Gold and corn prices ended the year higher Friday, even after sell-offs that wiped out big gains from a summer rally.
The February gold contract rose $25.90, or 1.7 percent, to settle at $1,566.80 an ounce. Corn for March delivery gained 8.5 cents to $6.465 per bushel. Both gold and corn hit all-time highs this summer, and both commodities fell this winter for different reasons.
Not all metals ended the year higher. The downturn this fall left both silver and copper down for the year, with copper dropping more than 20 percent.
But gold and corn, two of the most high-profile commodities, kept their value from a volatile year. Gold was driven higher by anxious traders who didn't want to invest in riskier stocks or bonds. Corn prices shot up on worries of a global food shortage. Those worries receded this fall as stocks rose and food supplies grew.
Even though prices have fallen, many traders think 2012 could offer another roller coaster of a ride for commodities investors.
"I think it'll happen all over again," analyst George Gero said about the spike in gold prices. He said 2011 marks the 11th straight year that gold has closed higher. With political tensions brewing in North Korea and Iran, and financial problems continuing in Europe, Gero said gold's rise is far from over.
Corn prices have already started climbing again on persistent worries that growing demand will outstrip supplies. Booming demand for livestock and crop-based fuels has outpaced farmers' ability to grow more food.
Gold is still up about 10 percent from its closing price of $1,421.40 at the end of last year.
This summer was a hot one for commodities trading.
Gold closed at a record high of $1,891.90 Aug. 22. The big jump came after ratings agency Standard & Poor's downgraded U.S. debt, leading investors to become fearful of turbulence in financial markets. That anxiety make gold a relatively safe bet for investors looking to protect their money.
Gold prices started to sink this autumn after traders started to think gold prices had been driven too high by speculators. Inflation fears also started to decline after reports showed the U.S. economy was gaining steam, and the dollar started to gain value against the euro.

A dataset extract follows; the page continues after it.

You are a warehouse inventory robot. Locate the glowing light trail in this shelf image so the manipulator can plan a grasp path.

Corn rose and fell for different reasons. For the past decade, demand for grain and beans has risen faster than supplies. More consumers in Asia are eating meat, so the livestock industry there is buying more feed. In the United States, federal ethanol mandates mean that about 40 percent of the U.S. corn crop is used to make gasoline.

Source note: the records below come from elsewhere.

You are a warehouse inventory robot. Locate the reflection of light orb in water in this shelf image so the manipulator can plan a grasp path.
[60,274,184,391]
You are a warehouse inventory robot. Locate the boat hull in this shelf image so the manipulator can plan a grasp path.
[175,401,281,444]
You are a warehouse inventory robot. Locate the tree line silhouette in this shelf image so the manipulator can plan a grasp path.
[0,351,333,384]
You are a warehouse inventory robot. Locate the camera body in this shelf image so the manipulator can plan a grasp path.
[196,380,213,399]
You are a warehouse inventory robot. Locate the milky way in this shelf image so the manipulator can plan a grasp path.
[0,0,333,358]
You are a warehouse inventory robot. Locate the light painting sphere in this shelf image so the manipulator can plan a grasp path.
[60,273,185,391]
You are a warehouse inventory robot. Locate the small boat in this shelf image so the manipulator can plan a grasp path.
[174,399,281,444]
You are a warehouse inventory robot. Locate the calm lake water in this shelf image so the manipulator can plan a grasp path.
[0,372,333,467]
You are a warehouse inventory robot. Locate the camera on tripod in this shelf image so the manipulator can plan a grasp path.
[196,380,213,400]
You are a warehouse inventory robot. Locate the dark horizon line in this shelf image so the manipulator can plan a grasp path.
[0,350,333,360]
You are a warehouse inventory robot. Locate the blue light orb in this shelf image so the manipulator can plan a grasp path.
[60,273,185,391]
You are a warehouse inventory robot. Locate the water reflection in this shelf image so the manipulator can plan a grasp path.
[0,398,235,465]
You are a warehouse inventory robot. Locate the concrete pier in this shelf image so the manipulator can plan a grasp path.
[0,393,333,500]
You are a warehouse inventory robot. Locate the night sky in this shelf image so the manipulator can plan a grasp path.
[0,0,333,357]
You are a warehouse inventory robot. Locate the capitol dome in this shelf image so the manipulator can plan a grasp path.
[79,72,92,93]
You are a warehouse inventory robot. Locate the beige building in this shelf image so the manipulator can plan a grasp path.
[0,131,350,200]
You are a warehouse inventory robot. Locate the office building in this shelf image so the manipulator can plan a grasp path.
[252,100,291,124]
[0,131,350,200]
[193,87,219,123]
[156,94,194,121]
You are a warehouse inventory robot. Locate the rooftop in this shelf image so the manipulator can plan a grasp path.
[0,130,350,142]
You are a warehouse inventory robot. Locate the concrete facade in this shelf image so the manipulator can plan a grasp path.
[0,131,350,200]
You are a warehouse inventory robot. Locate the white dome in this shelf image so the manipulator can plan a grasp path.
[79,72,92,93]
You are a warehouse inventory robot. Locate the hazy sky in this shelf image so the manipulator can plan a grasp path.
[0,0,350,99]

The supply worries pushed corn to a record $7.99 in June. But the high prices lured farmers into planting more corn. A hot summer didn't damage the corn crop as much as traders thought it would, and by this fall the world corn supply looked much healthier than investors expected.

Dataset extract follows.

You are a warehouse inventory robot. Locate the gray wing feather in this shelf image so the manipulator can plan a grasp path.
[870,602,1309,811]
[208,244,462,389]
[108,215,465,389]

The surplus corn prices pushed corn below $6 a bushel, which made prices negative for the year. But prices rose in December because hot weather in South America might cut exports from that region. Corn is now slightly higher than the $6.29 closing price at the end of last year.
Most commodities closed higher Friday. March silver gained 60 cents to end at $27.915 an ounce. Still, silver is down 10 percent from its closing price of $30.94 on Dec. 31 last year.
Copper for March delivery gained 6.6 cents Friday to end at $3.436 per pound. That leaves copper down 23 percent from its closing price of $4.45 per pound on Dec. 31.
Other industrial metals also gained Friday. March palladium gained $32.40 to $656.15 an ounce. January platinum rose $38.10 to $1,404.90 an ounce.
March wheat gained 7.5 cents to finish at $6.5275 per bushel. January soybeans rose 10.75 cents to $12.0775 per bushel.
Benchmark crude oil lost 82 cents to finish at $98.83 per barrel on the New York Mercantile Exchange. Heating oil fell 0.59 cents to end at $2.9142 per gallon, gasoline futures dropped 1.2 cents to $2.6574 per gallon and natural gas lost 3.9 cents to $3.016 per 1,000 cubic feet.